Skeele, she also travelled to Europe where she became exposed to modernism at the Académie de la Grande Chaumière and with André Lhote in Paris. In a mostly male artist dominated feel, she travelled to the Royal Academy of Arts in Florence, Italy where she studied the history of painting.
Skeele eventually made her way west, moving to California in 1912. Here she took art classes at the California School of Fine Arts under the apprenticeship of Armin Hansen in Monterey, California. Skeele eventually began teaching at Pomona College. Also know as Katherine Skeele Dann, she married fellow artist Frode Dann.

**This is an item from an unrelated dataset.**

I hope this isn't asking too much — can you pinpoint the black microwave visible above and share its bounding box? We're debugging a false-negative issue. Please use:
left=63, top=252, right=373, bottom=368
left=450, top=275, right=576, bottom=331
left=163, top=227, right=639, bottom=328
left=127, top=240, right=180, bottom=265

The mid-century in Southern California produced a vibrant school of modern artists like Skeele. Because of the number of imporant art school in the area -- artists were able to innovate modern art techiniques and styles unlike anywhere else in America. Artists like Anna Katharine Skeele, Helen Lundeberg, Henrietta Shore, Henry Lee McFee, Richard Haines, among others developed a distinctive figurative modernist school of painting.
Skeele favored figurative art but painted in a modern style in which she utilized a vibrant Fauvist palette, cubist forms, flattened panes of color. Reminiscent of artist peers of her time period Diego Rivera, Thomas Hart Benton, and Georgia O'Keeffe -- Skeele developed a similar but signature style unique to her
Anna Skeele spent quite a bit of time in the Southwest -- and she became fascinated by the people and place. Some of her most striking paintings often depict Native Americans in and around New Mexico.
Image: Courtesy of Laguna Art Museum. Anna Skeele "Rancho Church, New Mexico" depicts San Francisco de Asis Mission Church in Rancho de Taos, built between 1772 and 1816 by Franciscan fathers. It was a favorite subject for artists who came to the area, among them Ansel Adams and Georgia O’Keeffe. Skeele emphasizes the massiveness of the structure, which fills the composition and dwarfs the figures nearby. The fluffy white clouds form a halo around the church.